Nadie supo nunca quién fue su padre. Los funcionarios se pusieron de acuerdo para no hablar del asunto. No había ninguna duda sobre su madre. Su madre fue la célebre varona Mona Muggeridge, una mujer que había intervenido en cientos de campañas en pro de esa causa perdida de la completa identidad de los dos géneros. Fue una feminista más allá de cualquier límite, y cuando Mona Muggeridge, la mismísima y única
señorita
Muggeridge, anunció a la prensa que iba a tener un bebé, fue toda una noticia.
Mona Muggeridge no se detuvo allí. Anunció haber llegado a la firme convicción de que no convenía identificar al progenitor.
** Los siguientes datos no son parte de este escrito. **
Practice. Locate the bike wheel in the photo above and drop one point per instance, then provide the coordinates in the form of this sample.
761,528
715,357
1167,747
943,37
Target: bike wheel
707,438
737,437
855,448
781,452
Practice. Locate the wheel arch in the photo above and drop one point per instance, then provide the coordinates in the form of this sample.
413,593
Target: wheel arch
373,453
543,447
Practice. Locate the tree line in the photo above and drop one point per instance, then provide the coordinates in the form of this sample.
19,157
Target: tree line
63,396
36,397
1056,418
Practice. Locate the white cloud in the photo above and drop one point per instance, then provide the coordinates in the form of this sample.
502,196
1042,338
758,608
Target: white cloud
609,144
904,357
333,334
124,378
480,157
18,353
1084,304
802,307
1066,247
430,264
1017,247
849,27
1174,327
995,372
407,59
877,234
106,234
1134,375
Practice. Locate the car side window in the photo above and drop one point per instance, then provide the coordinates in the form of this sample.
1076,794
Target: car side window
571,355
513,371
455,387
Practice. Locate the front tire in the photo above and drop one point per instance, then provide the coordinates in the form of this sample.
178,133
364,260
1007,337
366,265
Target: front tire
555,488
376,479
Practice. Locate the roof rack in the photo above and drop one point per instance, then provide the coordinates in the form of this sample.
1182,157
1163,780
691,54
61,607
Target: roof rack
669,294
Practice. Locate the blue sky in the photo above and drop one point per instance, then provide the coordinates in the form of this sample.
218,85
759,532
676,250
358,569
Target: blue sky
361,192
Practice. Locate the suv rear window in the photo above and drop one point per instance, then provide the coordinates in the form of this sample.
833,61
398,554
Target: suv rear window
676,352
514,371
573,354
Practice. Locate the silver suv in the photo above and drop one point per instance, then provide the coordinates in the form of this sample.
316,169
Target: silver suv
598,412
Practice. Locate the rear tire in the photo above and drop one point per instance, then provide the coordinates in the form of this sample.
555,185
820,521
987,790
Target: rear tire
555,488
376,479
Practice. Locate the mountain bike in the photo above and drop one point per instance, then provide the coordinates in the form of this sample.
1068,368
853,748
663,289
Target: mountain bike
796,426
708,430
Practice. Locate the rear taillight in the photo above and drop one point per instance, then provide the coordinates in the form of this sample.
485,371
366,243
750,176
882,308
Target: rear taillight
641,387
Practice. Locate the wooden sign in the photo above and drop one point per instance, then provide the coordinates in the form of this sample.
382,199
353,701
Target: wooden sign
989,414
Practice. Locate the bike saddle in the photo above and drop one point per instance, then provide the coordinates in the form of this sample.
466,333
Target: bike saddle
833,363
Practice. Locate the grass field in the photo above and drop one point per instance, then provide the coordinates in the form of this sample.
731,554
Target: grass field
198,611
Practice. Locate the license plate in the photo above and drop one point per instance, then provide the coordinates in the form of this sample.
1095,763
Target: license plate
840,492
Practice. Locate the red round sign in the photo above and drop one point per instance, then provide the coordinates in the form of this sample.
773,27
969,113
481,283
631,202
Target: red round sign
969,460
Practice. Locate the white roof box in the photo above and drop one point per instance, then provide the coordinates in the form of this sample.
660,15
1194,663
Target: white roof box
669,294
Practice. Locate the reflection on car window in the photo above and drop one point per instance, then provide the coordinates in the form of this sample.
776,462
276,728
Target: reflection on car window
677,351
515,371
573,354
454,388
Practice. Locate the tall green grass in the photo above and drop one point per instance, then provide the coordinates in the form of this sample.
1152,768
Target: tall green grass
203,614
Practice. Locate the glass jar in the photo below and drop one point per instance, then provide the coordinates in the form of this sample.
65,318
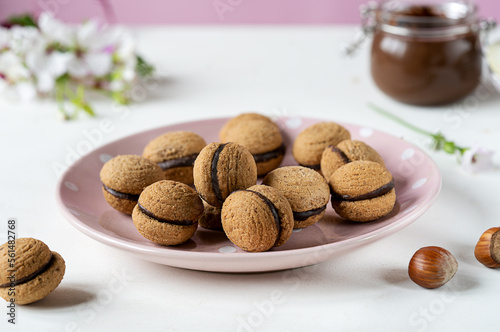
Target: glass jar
426,52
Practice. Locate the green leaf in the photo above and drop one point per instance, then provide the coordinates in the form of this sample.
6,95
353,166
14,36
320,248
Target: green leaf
143,68
25,20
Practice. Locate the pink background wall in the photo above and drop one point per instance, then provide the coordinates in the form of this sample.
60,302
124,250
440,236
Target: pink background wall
206,11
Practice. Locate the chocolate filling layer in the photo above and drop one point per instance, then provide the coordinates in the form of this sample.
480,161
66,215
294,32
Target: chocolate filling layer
372,194
263,157
130,197
30,277
173,222
179,162
341,154
301,216
314,167
215,180
273,209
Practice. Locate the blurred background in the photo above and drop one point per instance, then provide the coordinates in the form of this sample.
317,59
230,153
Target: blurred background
154,12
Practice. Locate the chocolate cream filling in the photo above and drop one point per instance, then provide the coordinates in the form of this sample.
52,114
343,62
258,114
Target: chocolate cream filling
314,167
263,157
32,276
372,194
173,222
273,209
118,194
213,173
301,216
179,162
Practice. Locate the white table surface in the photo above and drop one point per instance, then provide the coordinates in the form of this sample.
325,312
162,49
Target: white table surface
223,71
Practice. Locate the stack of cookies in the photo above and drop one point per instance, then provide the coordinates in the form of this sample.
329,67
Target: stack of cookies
157,187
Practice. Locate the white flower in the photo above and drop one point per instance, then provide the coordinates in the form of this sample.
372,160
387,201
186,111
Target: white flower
477,159
12,68
47,65
22,39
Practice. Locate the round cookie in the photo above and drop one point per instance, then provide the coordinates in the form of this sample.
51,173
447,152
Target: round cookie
362,191
228,126
306,190
175,153
167,212
221,169
260,135
346,151
37,271
257,219
211,217
124,178
312,141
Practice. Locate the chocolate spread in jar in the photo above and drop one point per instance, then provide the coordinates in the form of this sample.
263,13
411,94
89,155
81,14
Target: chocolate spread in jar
423,69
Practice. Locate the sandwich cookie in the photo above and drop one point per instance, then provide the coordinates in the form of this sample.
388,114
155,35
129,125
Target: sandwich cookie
167,212
260,135
312,141
33,274
257,219
362,191
222,168
346,151
306,191
124,178
175,153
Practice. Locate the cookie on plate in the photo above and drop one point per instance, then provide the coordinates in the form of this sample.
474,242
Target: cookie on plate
306,190
312,141
124,178
346,151
175,152
222,168
167,212
260,135
362,191
257,219
37,271
210,218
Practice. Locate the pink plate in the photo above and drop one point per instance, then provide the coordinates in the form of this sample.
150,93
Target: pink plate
417,181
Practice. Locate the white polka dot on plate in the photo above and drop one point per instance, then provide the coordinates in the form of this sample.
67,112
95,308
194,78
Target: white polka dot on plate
419,183
71,186
227,249
293,123
76,213
105,157
365,132
407,154
410,209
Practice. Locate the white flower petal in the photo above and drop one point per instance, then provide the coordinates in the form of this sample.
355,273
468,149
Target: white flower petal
99,63
477,159
77,68
26,91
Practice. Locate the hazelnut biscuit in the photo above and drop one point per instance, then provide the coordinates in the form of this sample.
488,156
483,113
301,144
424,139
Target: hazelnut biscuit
175,152
257,219
37,271
124,178
312,141
260,135
346,151
167,212
222,168
210,218
362,191
306,190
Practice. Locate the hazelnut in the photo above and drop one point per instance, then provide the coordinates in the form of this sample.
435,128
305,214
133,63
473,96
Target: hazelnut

Proclamó que ninguna mujer debería tener hijos consecutivos con el mismo hombre y aconsejaba a las mujeres que eligieran diversos padres para sus hijos ya que así diversificarían y embellecerían la especie. Terminó anunciando que ella, la señorita Muggeridge, había seleccionado al padre perfecto y que iba a tener, inevitablemente, a la criatura perfecta deseada.
La señorita Muggeridge, una rubia huesuda y ostentosa, declaró que evitaría la tontería del matrimonio y de los nombres de familia y que, por lo tanto, si el bebé era varón se llamaría John América, y si era niña, Helen América.
Y así fue como ocurrió que la pequeña Helen América nació con los corresponsales de prensa esperando junto a la sala de partos. Las pantallas de los informativos mostraron la imagen de un hermoso bebé de tres kilos.
—Es una niña.
—El bebé perfecto.
—¿Quién es el padre?
Eso fue sólo el principio. La señorita Muggeridge era belicosa. Aun después de que fotografiaran al bebé por milésima vez, insistía en decir que era la criatura más perfecta jamás nacida. Señalaba las perfecciones del bebé. Manifestaba la tonta ternura de una madre chocha, pero entendía que ella, la defensora de las grandes causas, era la descubridora de esa ternura.